If you’re a power Obsidian user: Switching away from Obsidian means trading plugin extensibility for simplicity. That might be worth it. It might not. Read the Obsidian vs Apple Notes breakdown first — it covers the mental model difference between local-first and cloud-based PKM that applies to this decision too.

If your primary pain is meeting overload: Reflect’s calendar integration helps, but it’s not a dedicated meeting tool. If the core problem is capturing and processing meetings rather than general knowledge management, the best AI meeting note-takers do this job more thoroughly and often more affordably.

If your real problem is time and task management, not notes: PKM tools don’t schedule your day or protect your calendar. If that’s the deeper bottleneck, comparing task scheduling tools like Motion or Reclaim will be more useful than any note-taking comparison.

If you want everything free and feature-rich: There isn’t a tool that does that. Capacities comes closest, but the free tier has limits and the mobile experience isn’t polished yet. Obsidian remains the best fully-free option if you’re willing to manage your own plugin ecosystem.


Reflect vs Capacities 2026: Common Questions

Is Reflect worth $10/month compared to Capacities’ free plan?

For most people, probably — if you’re on Apple devices and will actually use the AI features and calendar integration. The $10 buys you a more polished experience, model choice between GPT-4o and Claude, and end-to-end encryption. If you’re not sure you’ll stick with it, start with Capacities’ free tier for 30 days. You’ll know by then whether you want more structure (stay with Capacities) or less (try Reflect’s trial).

What is the main difference between Reflect and Capacities?

The core architecture. Reflect is flat and stream-based — you write daily notes, link freely, and the graph emerges. Capacities is object-based — you define types (Book, Person, Project) and each type has its own template and fields. Same outcome in theory; completely different daily experience. Writers tend to prefer Reflect’s stream. Researchers and project managers tend to prefer Capacities’ structure.

Which is better for building a second brain: Reflect or Capacities?

Depends on what “second brain” means to you.
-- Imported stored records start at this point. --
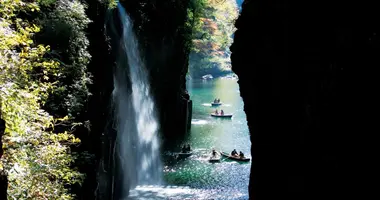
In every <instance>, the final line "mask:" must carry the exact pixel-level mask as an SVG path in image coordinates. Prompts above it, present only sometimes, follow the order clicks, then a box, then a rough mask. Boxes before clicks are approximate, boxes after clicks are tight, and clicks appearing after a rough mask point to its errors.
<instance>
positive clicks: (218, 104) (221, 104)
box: [211, 102, 222, 106]
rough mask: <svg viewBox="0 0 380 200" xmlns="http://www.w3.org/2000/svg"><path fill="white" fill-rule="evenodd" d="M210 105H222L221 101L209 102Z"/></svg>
mask: <svg viewBox="0 0 380 200" xmlns="http://www.w3.org/2000/svg"><path fill="white" fill-rule="evenodd" d="M211 105H212V106H220V105H222V102H216V103H215V102H211Z"/></svg>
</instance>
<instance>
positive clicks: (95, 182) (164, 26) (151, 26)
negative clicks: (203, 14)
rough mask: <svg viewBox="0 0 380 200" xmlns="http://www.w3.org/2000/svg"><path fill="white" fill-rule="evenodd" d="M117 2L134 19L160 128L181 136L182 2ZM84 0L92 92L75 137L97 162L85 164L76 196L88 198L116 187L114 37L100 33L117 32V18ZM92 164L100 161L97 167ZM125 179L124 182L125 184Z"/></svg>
mask: <svg viewBox="0 0 380 200" xmlns="http://www.w3.org/2000/svg"><path fill="white" fill-rule="evenodd" d="M120 2H121V3H122V4H123V6H124V7H125V8H126V10H127V12H128V13H129V15H130V16H131V18H132V19H133V20H134V26H135V27H136V31H137V36H138V38H139V40H140V43H141V44H140V47H141V49H142V50H145V51H144V52H142V53H143V55H145V61H146V62H147V67H148V68H149V72H150V78H151V82H152V86H151V87H152V91H153V95H154V98H155V100H156V103H157V107H158V109H159V112H158V113H159V114H160V118H159V120H160V124H161V133H162V134H163V135H164V136H165V137H173V136H176V135H183V134H185V133H186V132H187V130H188V128H189V124H190V123H189V122H190V120H191V101H190V100H189V95H188V94H187V91H186V86H185V75H186V72H187V67H188V53H189V50H188V49H187V47H186V45H185V43H186V42H187V41H186V38H185V35H186V34H185V31H186V30H185V29H184V24H185V20H186V14H187V12H186V10H187V6H188V1H159V2H155V1H148V0H145V1H141V0H139V1H137V0H132V1H120ZM87 3H88V9H87V15H88V17H89V18H90V19H91V20H92V21H93V23H91V24H90V25H89V29H88V33H89V34H88V38H89V41H90V48H89V50H90V54H91V55H92V60H91V63H90V65H89V67H88V69H89V71H90V72H91V74H92V75H93V84H92V85H91V87H90V91H91V93H92V96H91V98H90V103H89V105H88V111H87V116H88V118H89V119H90V121H91V124H92V127H91V132H90V133H89V134H88V136H87V137H83V138H81V139H82V143H83V145H82V146H84V147H83V149H85V150H88V151H90V152H92V153H94V154H95V155H96V159H95V160H97V161H99V162H98V163H95V164H89V165H88V169H84V170H85V171H86V172H87V179H86V181H85V183H84V185H83V192H81V194H80V195H81V196H80V197H79V198H81V199H88V198H90V196H92V195H94V192H93V191H94V190H95V189H96V188H97V191H96V192H95V193H96V195H97V197H96V198H97V199H111V198H112V196H114V195H116V196H117V195H118V194H116V193H118V191H119V189H118V188H112V181H113V177H117V173H116V172H115V170H116V171H117V169H115V166H114V162H113V155H114V152H113V149H114V142H115V139H116V134H117V133H115V131H114V130H113V129H112V112H111V110H110V108H111V105H110V103H111V93H112V90H113V80H112V78H113V75H112V73H113V67H114V66H115V52H114V51H113V48H112V47H113V45H114V44H113V42H114V41H116V40H112V39H111V38H110V37H109V36H110V35H107V33H106V32H107V30H108V29H109V28H110V27H109V26H110V23H112V24H113V25H115V27H116V30H117V31H120V30H121V29H120V27H119V26H118V23H120V20H119V19H118V17H119V16H118V14H117V10H115V9H114V10H112V9H111V10H107V5H106V4H104V3H101V2H99V1H88V2H87ZM109 20H112V22H111V21H109ZM96 166H101V167H100V168H101V169H98V168H97V167H96ZM97 178H100V179H101V183H100V182H99V183H98V182H97ZM115 180H116V179H115ZM116 181H117V180H116ZM125 184H126V185H125V187H127V185H128V183H125ZM118 185H122V184H118ZM112 190H115V192H114V193H113V192H111V191H112ZM91 198H92V197H91Z"/></svg>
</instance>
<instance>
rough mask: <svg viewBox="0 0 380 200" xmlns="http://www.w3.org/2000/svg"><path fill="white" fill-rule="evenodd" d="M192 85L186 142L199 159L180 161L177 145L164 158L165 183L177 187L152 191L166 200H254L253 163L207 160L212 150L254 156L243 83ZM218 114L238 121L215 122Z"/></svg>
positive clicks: (218, 82) (211, 83)
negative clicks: (252, 193) (177, 157)
mask: <svg viewBox="0 0 380 200" xmlns="http://www.w3.org/2000/svg"><path fill="white" fill-rule="evenodd" d="M190 85H191V88H189V91H190V96H191V99H192V100H193V120H192V122H191V131H190V134H189V135H188V136H187V137H186V138H185V141H184V143H189V144H191V146H192V148H193V150H194V154H193V155H192V156H190V157H188V158H184V159H175V156H174V154H173V152H178V151H180V148H181V145H182V144H172V146H171V147H169V148H168V151H167V152H165V153H164V156H163V160H164V164H165V167H164V179H165V182H166V183H167V184H168V185H176V186H177V187H174V188H173V187H171V186H167V187H158V188H156V189H155V190H149V191H151V192H152V193H154V194H155V195H158V196H159V197H160V198H161V196H162V197H165V198H166V199H186V198H189V199H197V200H198V199H237V200H240V199H248V182H249V173H250V167H251V163H250V162H248V163H239V162H235V161H230V160H226V159H223V160H222V161H221V162H220V163H209V162H208V160H207V157H208V156H209V154H210V151H211V148H215V149H216V150H221V151H227V152H231V151H232V150H233V149H236V150H237V151H243V153H244V154H245V155H246V156H247V157H251V154H250V148H251V143H250V139H249V132H248V126H247V121H246V115H245V113H244V109H243V107H244V104H243V101H242V99H241V97H240V94H239V92H238V91H239V86H238V84H237V80H236V79H214V80H208V81H195V80H193V82H192V83H191V84H190ZM188 87H189V85H188ZM215 98H220V100H221V102H222V103H223V104H222V105H221V106H218V107H213V106H211V102H212V101H213V100H214V99H215ZM215 109H218V111H220V110H221V109H223V110H224V112H225V113H233V117H232V118H231V119H219V118H213V117H211V116H210V114H211V113H212V112H214V111H215ZM144 191H145V192H146V190H138V189H136V191H134V192H135V194H136V195H142V194H143V193H144V194H145V192H144ZM148 193H149V192H148ZM171 194H173V195H172V196H173V197H172V196H171ZM160 195H161V196H160ZM139 199H143V198H139ZM154 199H159V198H154Z"/></svg>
If it’s a networked idea space where you synthesize and connect thoughts over time, Reflect’s backlink model is stronger. If it’s a structured knowledge base organized by type — all your books, all your contacts, all your projects — Capacities’ object model is more natural. Neither is wrong. The original PARA method from Tiago Forte maps more cleanly onto Capacities; the Zettelkasten method maps more cleanly onto Reflect.

Does Capacities have better AI features than Reflect in 2026?
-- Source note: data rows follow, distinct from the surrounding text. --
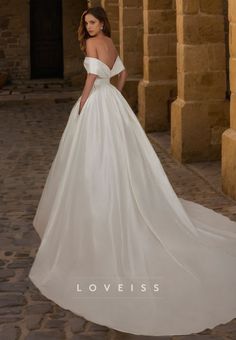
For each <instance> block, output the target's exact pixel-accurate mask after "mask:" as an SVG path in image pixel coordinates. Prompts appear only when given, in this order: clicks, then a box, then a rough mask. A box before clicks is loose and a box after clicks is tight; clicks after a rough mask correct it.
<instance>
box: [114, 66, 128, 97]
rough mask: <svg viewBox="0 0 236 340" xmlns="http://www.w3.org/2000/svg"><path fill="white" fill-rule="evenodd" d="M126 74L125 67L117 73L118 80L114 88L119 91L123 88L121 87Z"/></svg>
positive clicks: (121, 89) (125, 78) (124, 79)
mask: <svg viewBox="0 0 236 340" xmlns="http://www.w3.org/2000/svg"><path fill="white" fill-rule="evenodd" d="M127 76H128V72H127V70H126V69H124V70H123V71H121V72H120V73H119V74H118V81H117V85H116V88H117V89H118V90H119V91H120V92H121V91H122V90H123V87H124V85H125V81H126V78H127Z"/></svg>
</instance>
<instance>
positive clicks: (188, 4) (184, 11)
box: [176, 0, 199, 14]
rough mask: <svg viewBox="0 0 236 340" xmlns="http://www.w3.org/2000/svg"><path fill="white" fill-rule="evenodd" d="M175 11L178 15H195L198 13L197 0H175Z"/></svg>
mask: <svg viewBox="0 0 236 340" xmlns="http://www.w3.org/2000/svg"><path fill="white" fill-rule="evenodd" d="M176 10H177V13H178V14H197V13H198V12H199V0H177V1H176Z"/></svg>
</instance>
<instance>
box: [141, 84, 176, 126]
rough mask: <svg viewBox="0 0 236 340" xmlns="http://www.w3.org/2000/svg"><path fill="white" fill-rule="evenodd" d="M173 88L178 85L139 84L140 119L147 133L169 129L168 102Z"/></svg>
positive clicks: (166, 84)
mask: <svg viewBox="0 0 236 340" xmlns="http://www.w3.org/2000/svg"><path fill="white" fill-rule="evenodd" d="M173 87H176V84H174V83H169V84H158V83H149V82H147V81H141V82H139V86H138V98H139V112H138V118H139V121H140V123H141V124H142V126H143V128H144V129H145V131H146V132H150V131H156V130H157V131H164V130H167V129H168V128H169V127H168V106H167V100H168V98H169V96H170V92H171V90H172V89H173Z"/></svg>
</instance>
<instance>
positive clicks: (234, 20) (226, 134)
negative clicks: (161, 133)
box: [222, 0, 236, 199]
mask: <svg viewBox="0 0 236 340" xmlns="http://www.w3.org/2000/svg"><path fill="white" fill-rule="evenodd" d="M229 21H230V26H229V46H230V67H229V68H230V89H231V101H230V128H229V129H227V130H226V131H225V132H224V133H223V136H222V188H223V191H224V192H225V193H226V194H227V195H230V196H231V197H232V198H233V199H236V1H235V0H229Z"/></svg>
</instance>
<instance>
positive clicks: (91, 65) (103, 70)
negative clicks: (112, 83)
mask: <svg viewBox="0 0 236 340" xmlns="http://www.w3.org/2000/svg"><path fill="white" fill-rule="evenodd" d="M84 67H85V69H86V71H87V73H92V74H96V75H97V76H98V77H97V78H96V80H95V83H96V82H99V81H101V79H103V80H104V83H105V82H108V83H109V82H110V81H109V79H110V78H111V77H113V76H115V75H117V74H118V73H120V72H121V71H122V70H124V69H125V67H124V65H123V63H122V61H121V59H120V57H119V55H118V56H117V58H116V61H115V62H114V65H113V67H112V69H110V67H109V66H108V65H106V64H105V63H104V62H103V61H101V60H100V59H98V58H94V57H85V58H84ZM98 78H100V79H98Z"/></svg>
No. Reflect’s AI is stronger, specifically because it lets you choose between GPT-4o and Claude 3.5 Sonnet depending on the task. Capacities has AI, but doesn’t offer model selection and the feature set is less integrated. If AI-assisted writing and synthesis is the primary reason you’re choosing a PKM tool, Reflect wins this category.
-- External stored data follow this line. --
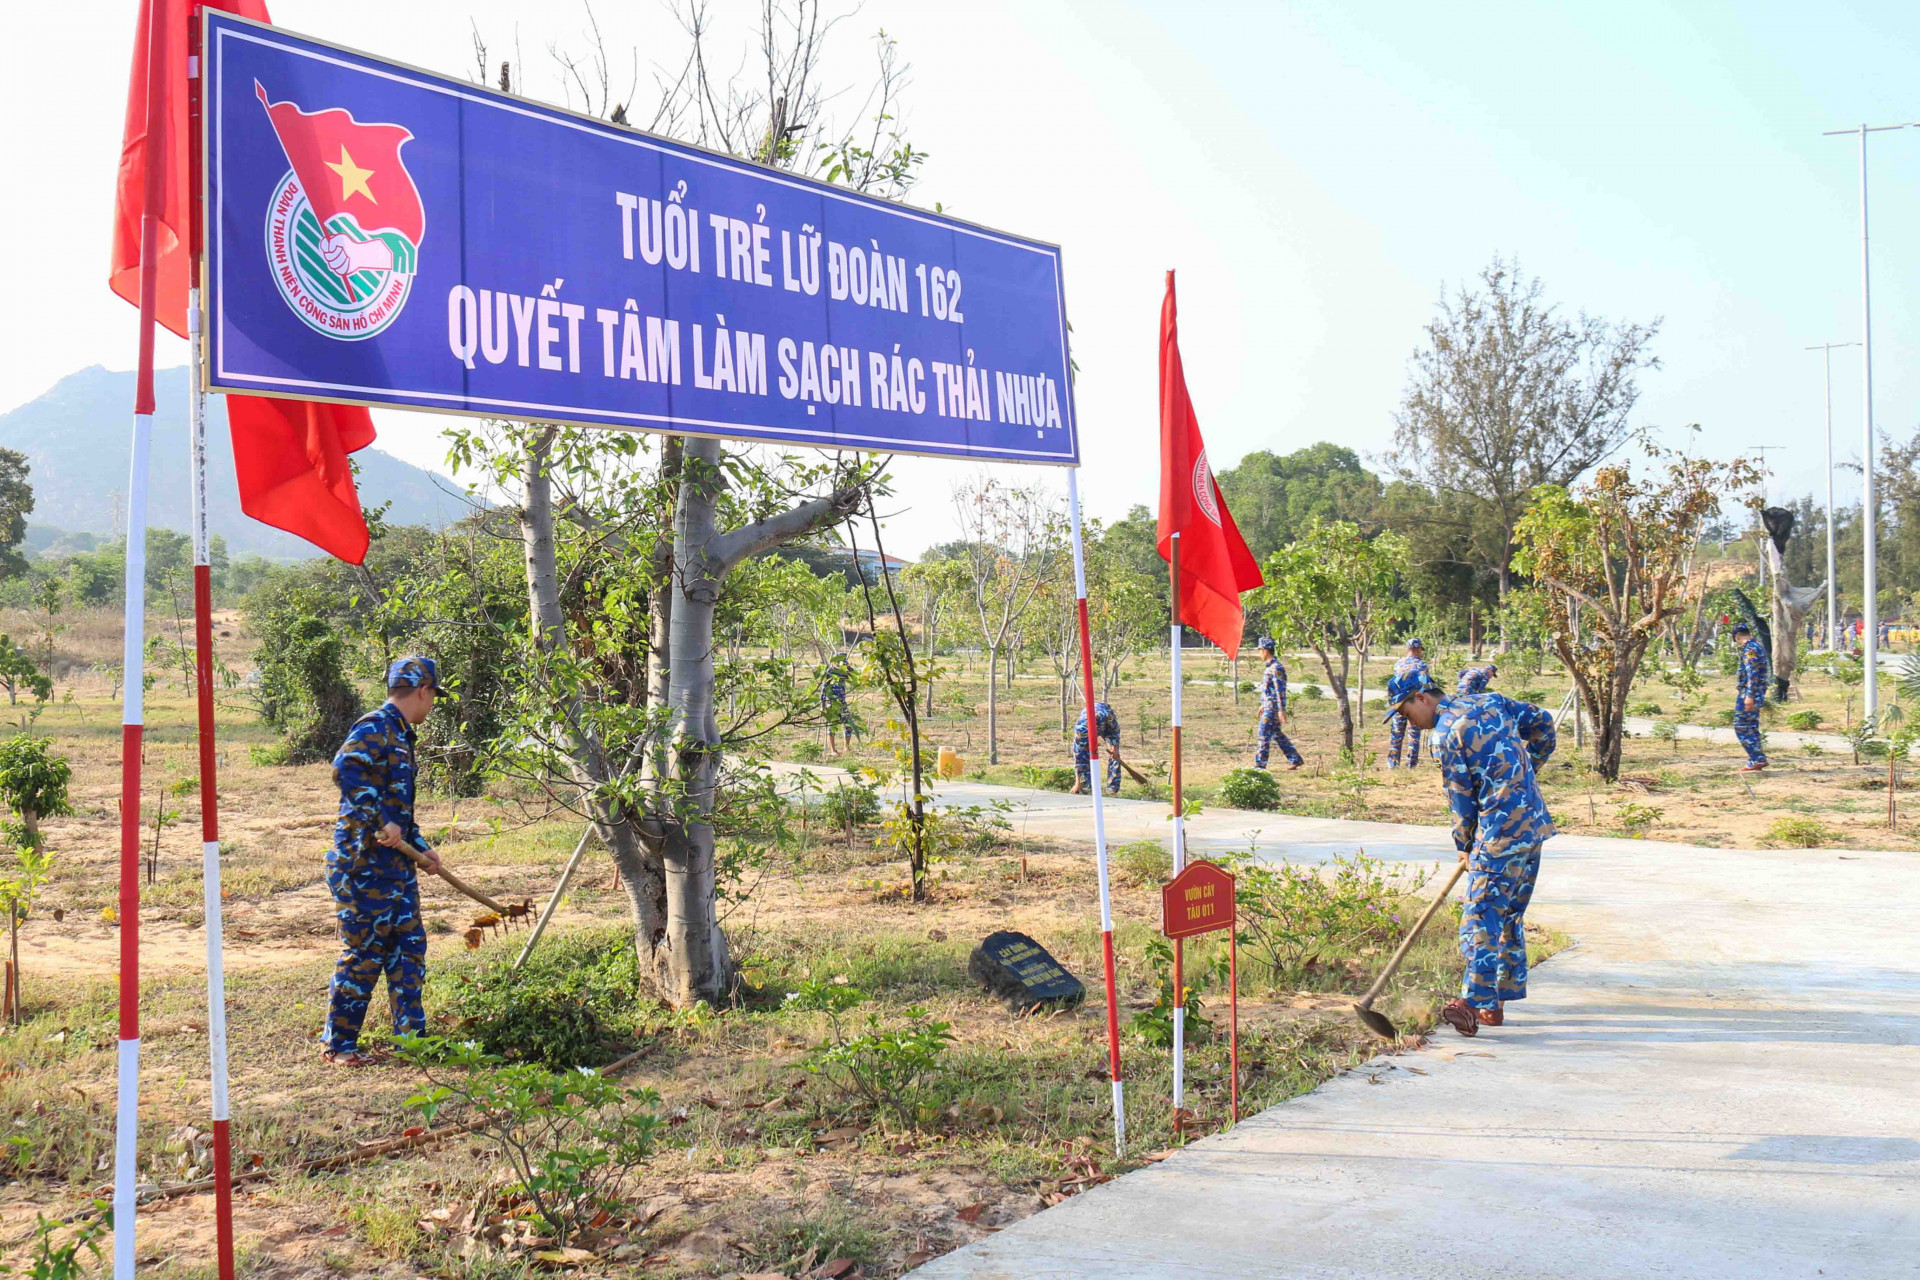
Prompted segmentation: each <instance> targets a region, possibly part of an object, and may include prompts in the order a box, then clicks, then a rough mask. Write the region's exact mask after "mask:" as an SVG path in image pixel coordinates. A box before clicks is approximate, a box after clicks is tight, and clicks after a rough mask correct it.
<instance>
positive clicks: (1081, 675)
mask: <svg viewBox="0 0 1920 1280" xmlns="http://www.w3.org/2000/svg"><path fill="white" fill-rule="evenodd" d="M1068 514H1069V520H1071V528H1073V606H1075V610H1077V612H1079V631H1081V685H1083V691H1085V695H1087V777H1089V781H1091V783H1092V862H1094V869H1096V873H1098V879H1100V963H1102V969H1104V971H1106V1075H1108V1080H1112V1084H1114V1159H1121V1157H1125V1155H1127V1098H1125V1088H1123V1086H1121V1082H1119V1079H1121V1077H1119V992H1117V983H1116V981H1114V902H1112V896H1110V894H1108V889H1106V812H1104V808H1102V802H1104V794H1106V789H1104V785H1102V781H1100V725H1098V718H1096V716H1094V714H1092V628H1091V626H1089V622H1087V558H1085V555H1083V551H1081V522H1079V468H1077V466H1073V468H1068Z"/></svg>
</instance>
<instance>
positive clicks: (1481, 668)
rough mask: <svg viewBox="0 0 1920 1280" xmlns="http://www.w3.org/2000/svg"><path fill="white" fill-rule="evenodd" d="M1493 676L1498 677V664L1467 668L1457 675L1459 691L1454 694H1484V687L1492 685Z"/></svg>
mask: <svg viewBox="0 0 1920 1280" xmlns="http://www.w3.org/2000/svg"><path fill="white" fill-rule="evenodd" d="M1494 676H1500V664H1498V662H1482V664H1480V666H1469V668H1465V670H1463V672H1461V674H1459V689H1455V693H1486V687H1488V685H1490V683H1494Z"/></svg>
Can I migrate from Obsidian or Notion to Reflect or Capacities easily?

Reflect imports Markdown files, so Obsidian migration is reasonably clean — you lose plugin-specific metadata but your note content comes through. Notion export to Markdown is messier, especially if you use databases. Capacities has an import flow that handles Markdown and some Notion exports, but complex relational structures won’t survive the migration. Neither migration is effortless. Budget a few hours for cleanup regardless of which tool you pick.


Stop Reading, Start Writing

Reflect and Capacities are both good. That’s genuinely the conclusion. The choice between them is about philosophy, platform, and price — not about one being objectively better.

Reflect for Apple-native writers who want AI-assisted synthesis and don’t mind paying upfront. Capacities for categorical thinkers who need Windows or Android and want to evaluate without a ticking trial clock.

Pick one today. Commit for 30 days. Your notes from a month in an imperfect tool are worth more than the perfectly-researched choice you still haven’t made.

The best PKM system is the one you’re actually using.